AWS Big Data Blog
Building Scalable and Responsive Big Data Interfaces with AWS Lambda
This is a guest post by Martin Holste, a co-founder of the Threat Analytics Platform at FireEye where he is a senior researcher specializing in prototypes.
Overview
At FireEye, Inc., we process billions of security events every day with our Threat Analytics Platform, running on AWS. In building our platform, one of the problems we had to solve was how to be efficient and responsive with user-driven event analysis at this scale. Our analysis falls into three basic categories: threat intelligence matching, anomaly detection, and user-driven queries. We relentlessly search for ways to improve our efficiency and responsiveness, and AWS Lambda is a solution that has shown significant value in fulfilling these goals by providing a simple platform for scaling user-driven workloads.
In April of 2015, AWS officially released AWS Lambda, which allows you to execute code on demand without any dedicated infrastructure. This new capability takes container-oriented thinking (e.g. Docker) to the next level by stripping out everything in the architecture except the code itself. The code is referred to as a lambda function, whose name is derived from the lambda operator because it is stateless and invoked for short periods of time.
There are two ways to use AWS Lambda. You can configure a Lambda function to be triggered by events, such as new files being uploaded to Amazon Simple Storage Service (S3), or you can invoke a Lambda function on demand.
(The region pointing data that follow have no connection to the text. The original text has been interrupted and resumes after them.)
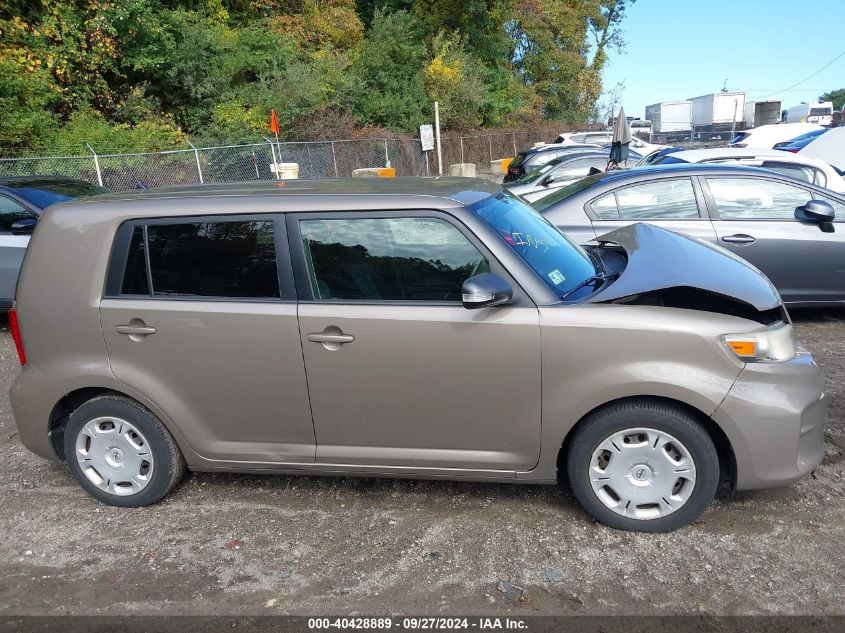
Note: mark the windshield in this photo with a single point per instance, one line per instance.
(560, 263)
(43, 193)
(518, 159)
(668, 159)
(569, 190)
(532, 175)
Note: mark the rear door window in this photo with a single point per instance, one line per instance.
(213, 259)
(10, 212)
(807, 173)
(756, 198)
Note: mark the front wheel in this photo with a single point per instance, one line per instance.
(643, 466)
(120, 453)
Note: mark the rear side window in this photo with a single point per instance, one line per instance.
(223, 259)
(388, 259)
(135, 281)
(658, 200)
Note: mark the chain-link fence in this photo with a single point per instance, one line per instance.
(314, 159)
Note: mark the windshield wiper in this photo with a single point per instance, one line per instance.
(594, 280)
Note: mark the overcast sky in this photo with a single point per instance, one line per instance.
(677, 49)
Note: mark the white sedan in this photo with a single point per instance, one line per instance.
(799, 166)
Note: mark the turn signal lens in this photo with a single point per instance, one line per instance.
(775, 345)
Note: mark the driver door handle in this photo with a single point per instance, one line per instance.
(320, 337)
(739, 238)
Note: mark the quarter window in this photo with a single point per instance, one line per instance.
(756, 198)
(658, 200)
(11, 212)
(388, 259)
(225, 259)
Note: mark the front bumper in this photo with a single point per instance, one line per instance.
(774, 417)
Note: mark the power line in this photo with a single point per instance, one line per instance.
(798, 83)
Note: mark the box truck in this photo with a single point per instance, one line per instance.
(759, 113)
(670, 116)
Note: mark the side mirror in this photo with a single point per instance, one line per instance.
(484, 291)
(24, 227)
(816, 211)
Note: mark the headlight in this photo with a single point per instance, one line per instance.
(769, 346)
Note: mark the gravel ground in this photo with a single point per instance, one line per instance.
(227, 544)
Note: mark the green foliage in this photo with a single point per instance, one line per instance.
(390, 86)
(836, 96)
(144, 74)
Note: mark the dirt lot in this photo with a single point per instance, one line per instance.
(274, 544)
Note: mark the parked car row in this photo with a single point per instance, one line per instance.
(777, 223)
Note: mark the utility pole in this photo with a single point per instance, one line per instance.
(437, 136)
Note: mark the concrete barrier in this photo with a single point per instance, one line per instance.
(286, 171)
(462, 169)
(374, 172)
(500, 166)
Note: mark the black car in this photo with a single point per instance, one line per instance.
(792, 230)
(22, 199)
(536, 157)
(799, 142)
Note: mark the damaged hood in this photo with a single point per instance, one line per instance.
(660, 259)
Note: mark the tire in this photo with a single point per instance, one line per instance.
(666, 470)
(120, 453)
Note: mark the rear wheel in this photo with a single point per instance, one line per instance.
(120, 453)
(643, 466)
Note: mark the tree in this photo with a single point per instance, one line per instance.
(836, 96)
(388, 74)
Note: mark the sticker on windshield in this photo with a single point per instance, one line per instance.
(556, 277)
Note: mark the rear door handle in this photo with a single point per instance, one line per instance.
(135, 330)
(739, 238)
(320, 337)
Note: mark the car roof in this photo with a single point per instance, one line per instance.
(653, 172)
(464, 191)
(550, 147)
(697, 155)
(23, 181)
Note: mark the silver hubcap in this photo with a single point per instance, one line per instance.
(642, 473)
(114, 456)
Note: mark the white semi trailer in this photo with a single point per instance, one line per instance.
(670, 116)
(718, 111)
(764, 112)
(818, 113)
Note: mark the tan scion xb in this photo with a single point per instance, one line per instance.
(430, 328)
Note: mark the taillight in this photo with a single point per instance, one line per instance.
(15, 327)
Reactive data processing architectures using the event-driven configuration are compelling; however, this post will detail a lesser-known but increasingly valuable architecture for harnessing Lambda functions for large-scale, UI-driven data processing through direct Lambda invocation.
Building a Simple Application
In this post, I’ll show you how to build an application that counts the words in files stored in S3. It streams the current totals back to the user interface in real time to demonstrate how a Lambda function can provide immediate results to users. The architecture uses Lambda functions to do all of the data processing.
The goals of this architecture are to:
- Scale without configuration or infrastructure tuning.
- Provide a responsive user interface and provide fluid output.
- Use the simplest code and design possible.
To achieve these goals, I’ll walk through creating Lambda functions to receive commands from a Node.js web server, execute them in parallel in a map-reduce style flow, and stream the results back to the browser to update the user interface in real time.
Architecture
In this architecture, instead of a master-slave or job server model, AWS Lambda provides an elegant and robust mechanism for running map-reduce or scatter-gather style workflows. Node.js has native ways to connect streams or processes in a pipeline, and using that capability, a single lightweight Node.js process can orchestrate arbitrarily large workloads. The work is broken down into smaller, parallel operations on small chunks with Lambda functions doing the heavy lifting, as illustrated below.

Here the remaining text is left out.